There's a phrase President-elect Donald Trump uses when he is promising greatness for America in some area or other but can't seem to capture the breadth of what he thinks he will achieve. That's when he tells his audience he will get results "like you've never seen before."

He made that outlandish prediction about caring for veterans, enforcing the Iran nuclear deal, defending America's Christian heritage, adding auto industry jobs, even "winning" in general.

Trump at heart is a creative, aggressive salesman who sees little value in restraining the message he delivers. Yet one of his pet boasts is also a true assessment of his unlikely political rise: Donald Trump will be a president like you've never seen before.

That is not an invitation to panic. It is a reminder to keep perspective after Jan. 20, when he takes office as the nation's outlier-in-chief.

He's not even in the job yet, and he's badgering American companies to preserve or build factories on U.S. soil.
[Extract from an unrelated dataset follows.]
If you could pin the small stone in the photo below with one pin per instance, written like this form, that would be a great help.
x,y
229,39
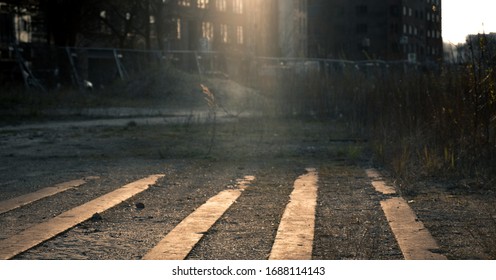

Presidents normally don't do this because in America the government does not set industrial policy. Ultimately, meddling in the work of CEOs is a sideshow to Trump's best chances to boost job growth: working with the Republican-controlled Congress to roll back corporate taxes as part of a larger tax reform package while paring back burdensome federal regulations.

His legacy as president may come down to how much he listens to his advisers. Trump sounded foolish in his benign take on Russia's Vladimir Putin and harsh skepticism of America's intelligence agencies. But at least two of his cabinet picks, Rex Tillerson and James Mattis, have contradicted him.

Trump is a singular figure, yet only to a point. Every president comes to the office with an ambitious agenda and only the faintest notion of what the job entails. Like every one of his predecessors, the 45th president of the United States will learn to make wise decisions, or he will fail at the job.